If all associated attributes of an intended primary key are identical, is it still a true primary key?
-
01-03-2021 - |
Вопрос
I'll start with an example. If I have a person
table with intended surrogate primary key Id
:
+----+------+------------+-------------+ | Id | name | DoB | SSN | +----+------+------------+-------------+ | 1 | John | 1901-01-01 | 111-11-1111 | | 2 | Jane | 1902-02-02 | 222-22-2222 | | 3 | John | 1901-01-01 | 111-11-1111 | +----+------+------------+-------------+
Note Id
s 1 & 3 have the same attributes; They both represent the same person.
Now from what we know about the theory behind what constitutes a primary key, which I think is well summarized here:
- The primary key must uniquely identify each record.
- A record’s primary-key value can’t be null.
- The primary key-value must exist when the record is created.
- The primary key must remain stable—you can’t change the primary-key field(s).
- The primary key must be compact and contain the fewest possible attributes.
Consider the first bullet, "The primary key must uniquely identify each record." In my example, I suppose whether or not each Id
does represent uniqueness depends on what's really supposed to be considered unique. A different database record? Yes. A different person (what the records are supposed to represent)? No.
So multiple Id
s represent what is functionally the same subject generating the data, present in 2 records. A "two to one Id" of sorts. I've not read anything that directly address the scenario my example illustrates, as is relates to what is or is not a PK.
- Does this example violate the theory behind what constitutes a primary key?

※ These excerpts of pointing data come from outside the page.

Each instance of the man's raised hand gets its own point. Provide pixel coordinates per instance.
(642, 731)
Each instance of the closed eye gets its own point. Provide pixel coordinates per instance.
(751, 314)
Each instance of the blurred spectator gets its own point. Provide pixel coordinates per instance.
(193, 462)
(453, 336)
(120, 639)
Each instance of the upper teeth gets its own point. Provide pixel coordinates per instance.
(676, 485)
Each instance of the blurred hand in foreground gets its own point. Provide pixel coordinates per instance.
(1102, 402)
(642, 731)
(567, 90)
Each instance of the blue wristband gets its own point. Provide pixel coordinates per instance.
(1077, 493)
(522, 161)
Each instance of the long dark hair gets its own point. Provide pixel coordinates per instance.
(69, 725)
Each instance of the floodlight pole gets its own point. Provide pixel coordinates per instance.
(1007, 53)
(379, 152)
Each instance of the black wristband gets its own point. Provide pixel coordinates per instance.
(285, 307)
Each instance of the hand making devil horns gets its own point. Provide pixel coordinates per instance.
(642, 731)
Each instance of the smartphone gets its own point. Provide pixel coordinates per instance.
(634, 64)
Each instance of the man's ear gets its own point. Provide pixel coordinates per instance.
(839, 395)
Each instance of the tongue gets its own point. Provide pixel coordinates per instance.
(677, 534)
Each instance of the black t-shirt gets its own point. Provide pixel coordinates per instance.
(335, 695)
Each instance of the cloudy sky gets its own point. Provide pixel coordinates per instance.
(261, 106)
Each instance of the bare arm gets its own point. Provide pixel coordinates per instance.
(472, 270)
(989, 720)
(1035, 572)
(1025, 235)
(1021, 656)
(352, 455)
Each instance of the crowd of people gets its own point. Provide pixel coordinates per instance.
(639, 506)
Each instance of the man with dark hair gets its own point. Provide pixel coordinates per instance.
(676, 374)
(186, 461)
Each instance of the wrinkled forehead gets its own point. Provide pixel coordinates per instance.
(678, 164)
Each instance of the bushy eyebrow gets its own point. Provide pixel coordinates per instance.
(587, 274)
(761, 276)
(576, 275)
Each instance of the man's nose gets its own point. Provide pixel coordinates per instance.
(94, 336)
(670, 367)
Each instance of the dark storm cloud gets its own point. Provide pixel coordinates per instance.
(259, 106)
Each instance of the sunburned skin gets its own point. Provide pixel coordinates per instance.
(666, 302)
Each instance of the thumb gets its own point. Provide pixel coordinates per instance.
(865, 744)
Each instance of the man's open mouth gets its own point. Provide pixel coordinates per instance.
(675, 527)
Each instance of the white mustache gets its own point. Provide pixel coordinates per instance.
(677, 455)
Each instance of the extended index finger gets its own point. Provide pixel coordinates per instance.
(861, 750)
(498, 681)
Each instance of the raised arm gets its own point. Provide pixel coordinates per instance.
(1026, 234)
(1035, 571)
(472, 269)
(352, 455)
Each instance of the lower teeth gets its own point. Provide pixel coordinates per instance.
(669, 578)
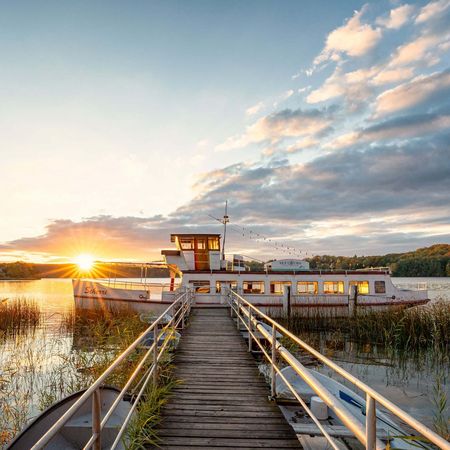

- If not, does this example illustrate a violation of any larger principles of database architecture, or can this concept be reduced to something as simple as "duplication of data - clean it up"?
Many thanks.
Решение
The problem with this model is that you did not identify all candidate keys in the relation and did not enforce uniqueness of those keys you did not identify. In reality {SSN}
and, possibly, {Name, DoB, SomethingElse}
would constitute additional candidate keys.
Nevertheless, Id
is still the primary key of this relation, but it does not identify the entity that you expect(ed) it to. It does not identify a "person", but something else, e.g. "an occurrence of somebody entering person's data".